The exhibition presents two installations by the pioneering video artist. Trained as a concert violinist who performed with the Icelandic Symphony Orchestra, Steina weaves the language of musical composition with both digital and analog media through her minimalist imagery.
EVO Gallery is pleased to present two installations by the pioneering video artist
Steina. Born in Iceland, Steina immigrated to New York in 1965, and currently
resides in Santa Fe, New Mexico. Trained as a concert violinist who performed with
the Icelandic Symphony Orchestra, Steina weaves the language of musical composition
with both digital and analog media. Her minimalist imagery, built up from
audio-video signals and waveforms, emphasize the qualities of the electronic media
employed, exploring the phenomenology of video. Chance, experimentation, and
performance are also central to her creative practice.

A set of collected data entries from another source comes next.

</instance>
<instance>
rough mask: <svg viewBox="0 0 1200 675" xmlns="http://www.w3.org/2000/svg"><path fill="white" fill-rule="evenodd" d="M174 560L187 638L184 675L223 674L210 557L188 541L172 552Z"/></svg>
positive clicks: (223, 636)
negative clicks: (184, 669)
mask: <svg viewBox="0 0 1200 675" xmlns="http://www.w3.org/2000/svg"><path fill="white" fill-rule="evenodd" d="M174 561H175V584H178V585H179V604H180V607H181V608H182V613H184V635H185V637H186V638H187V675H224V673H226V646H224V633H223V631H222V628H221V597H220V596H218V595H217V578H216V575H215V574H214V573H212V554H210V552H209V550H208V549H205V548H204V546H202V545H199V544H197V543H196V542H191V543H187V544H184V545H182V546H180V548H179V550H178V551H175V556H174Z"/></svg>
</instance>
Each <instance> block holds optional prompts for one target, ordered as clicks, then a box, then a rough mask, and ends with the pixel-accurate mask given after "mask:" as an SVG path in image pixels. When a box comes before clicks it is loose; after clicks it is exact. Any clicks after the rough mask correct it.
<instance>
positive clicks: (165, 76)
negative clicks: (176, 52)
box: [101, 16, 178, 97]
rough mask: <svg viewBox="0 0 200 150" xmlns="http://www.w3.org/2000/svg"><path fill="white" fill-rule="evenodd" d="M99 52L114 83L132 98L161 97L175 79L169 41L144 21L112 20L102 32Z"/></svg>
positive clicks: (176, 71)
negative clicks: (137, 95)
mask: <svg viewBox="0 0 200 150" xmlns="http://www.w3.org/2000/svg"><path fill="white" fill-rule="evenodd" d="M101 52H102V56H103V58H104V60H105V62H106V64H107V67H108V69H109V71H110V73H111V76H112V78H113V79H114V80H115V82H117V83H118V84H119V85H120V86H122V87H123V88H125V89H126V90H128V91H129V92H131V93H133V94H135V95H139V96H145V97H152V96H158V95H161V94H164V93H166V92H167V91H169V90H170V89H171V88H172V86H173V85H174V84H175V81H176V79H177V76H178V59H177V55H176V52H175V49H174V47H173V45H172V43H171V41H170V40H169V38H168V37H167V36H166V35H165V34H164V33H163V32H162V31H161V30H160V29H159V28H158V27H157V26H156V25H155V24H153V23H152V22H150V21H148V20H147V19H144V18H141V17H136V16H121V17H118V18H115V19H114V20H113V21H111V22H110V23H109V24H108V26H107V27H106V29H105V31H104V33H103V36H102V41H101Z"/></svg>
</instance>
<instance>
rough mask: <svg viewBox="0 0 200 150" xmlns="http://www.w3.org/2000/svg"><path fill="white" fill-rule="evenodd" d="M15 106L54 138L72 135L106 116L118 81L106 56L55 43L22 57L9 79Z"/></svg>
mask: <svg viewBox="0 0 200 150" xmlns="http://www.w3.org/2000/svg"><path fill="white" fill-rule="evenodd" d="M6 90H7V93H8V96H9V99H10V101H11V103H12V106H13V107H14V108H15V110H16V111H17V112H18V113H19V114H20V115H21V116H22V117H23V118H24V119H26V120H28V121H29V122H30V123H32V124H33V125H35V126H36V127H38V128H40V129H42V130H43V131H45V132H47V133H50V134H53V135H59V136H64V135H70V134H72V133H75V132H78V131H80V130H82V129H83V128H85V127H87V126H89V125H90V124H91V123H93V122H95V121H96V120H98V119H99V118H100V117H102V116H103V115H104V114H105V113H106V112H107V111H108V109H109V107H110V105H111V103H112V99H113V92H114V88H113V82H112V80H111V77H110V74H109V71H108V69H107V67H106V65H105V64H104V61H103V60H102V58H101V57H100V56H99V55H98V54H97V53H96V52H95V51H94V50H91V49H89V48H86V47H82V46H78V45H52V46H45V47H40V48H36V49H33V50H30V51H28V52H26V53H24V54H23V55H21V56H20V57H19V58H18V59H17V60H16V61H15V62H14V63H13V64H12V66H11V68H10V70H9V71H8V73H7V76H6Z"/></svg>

The centerpiece of the show, ...Of the North (2001) is comprised of a grid stack of
nine Sony Trinitron monitors, with each screen projecting variations of a computer-
generated sphere. The images evoke macro and microscopic crystalline forms, steep
canyons, ocean surf, or clouds on a planet's surface. With constant kinetic
permutations, the orbs appear to variously rotate on axes, turn inside out, or spin
slowly in space. The imagery is paradoxically digital and organic, yet clearly
referencing natural phenomena. As Richard Tobin noted,
For all the visual draw of these stunning images, the result is more than
mesmerizing. Steina succeeds in transforming the electronic moving image into video
metaphor. It is almost immaterial whether viewers' thoughts turn to global warming,
the Kyoto Accords, or the first time they peered through a telescope. What is
material is the act of thinking: the movement from passive response to active
reflection. ( see http://www.vasulka.org )
"Trevor" (1999-2000), a single-screen video, focuses on the head of a singer in a
recording studio. His abstract vocals mesh with the expressive alteration of his
visage, which takes on a highly distorted, Francis
Bacon-like aspect.
Steina has exhibited globally for twenty-five years including at the Icelandic
Pavilion of the 1997 Venice Biennale. She collaborated for many years with Woody
Vasulka, with whom she co-founded The Kitchen in New York in 1971.